Researchers called it the first nationally representative study on ER visits for gun injuries among U.S. kids. They found that more than one-third of the wounded children were hospitalized and 6 percent died. Injuries declined during most of the 2006-14 study, but there was an upswing in the final year.
The researchers found that 11 of every 100,000 children and teens treated in U.S. emergency rooms have gun-related injuries. That amounts to about 8,300 kids each year.
The scope of the problem is broader though; the study doesn’t include kids killed or injured by gunshots who never made it to the hospital, nor does it count costs for gunshot patients after they’re sent home.
“I don’t know what more we need to see in the world to be able to come together and tackle this problem,” said Dr.

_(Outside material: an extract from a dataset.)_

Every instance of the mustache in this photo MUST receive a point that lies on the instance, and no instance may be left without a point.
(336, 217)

Faiz Gani, the lead author and a researcher at Johns Hopkins University medical school.
The study is an analysis of estimates on emergency department visits in a national database created by the U.S. government’s Agency on Healthcare Research and Quality.

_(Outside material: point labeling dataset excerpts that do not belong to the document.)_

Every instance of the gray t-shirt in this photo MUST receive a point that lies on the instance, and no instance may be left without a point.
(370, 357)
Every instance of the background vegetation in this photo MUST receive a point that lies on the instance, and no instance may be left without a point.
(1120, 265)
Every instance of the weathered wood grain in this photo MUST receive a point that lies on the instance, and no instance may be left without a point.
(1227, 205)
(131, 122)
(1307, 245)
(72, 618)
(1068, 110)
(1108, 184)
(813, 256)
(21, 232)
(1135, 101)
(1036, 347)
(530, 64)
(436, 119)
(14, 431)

The researchers focused on victims under age 18; the average age was about 15.
Almost half the gun injuries were from assaults, nearly 40 percent were unintentional and 2 percent were suicides. There were five times more ER visits for boys than for girls.
Pediatric ER visits for gun injuries fell from a rate of 15 per 100,000 in 2006 to about 7 per 100,000 in 2013, then jumped to 10 per 100,000 in 2014, the most recent data.

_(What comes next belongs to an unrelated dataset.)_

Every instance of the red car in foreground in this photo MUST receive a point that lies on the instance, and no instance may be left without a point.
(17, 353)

University funding paid for the analysis, published Monday in JAMA Pediatrics.
The findings highlight that gun violence involving kids extends beyond mass shootings that gain the most attention, said Dr. Robert Sege, co-author of an American Academy of Pediatrics gun injuries policy.
“It’s extraordinarily sad because these children grow up in fear and it affects their ability to feel safe and comfortable at home or in school. It has an enormous ripple effect on child development,” said Sege, a Tufts University professor of medicine who was not involved in the research.
Pressure from the gun lobby has limited U.S. government funding for research on gun injuries and death, and that has led to big gaps in understanding the scope of the problem, said Dr. Denise Dowd, an ER physician at Children’s Mercy hospital in Kansas City.
“It’s really important that we have an idea of the magnitude of life lost and injured and how much money we are spending … so we can prioritize it as a national health concern.”
But she said much more needs to be known for prevention.
“We need national surveillance systems just like we do with motor vehicle deaths, to track these injuries and figure out the circumstances,” she said.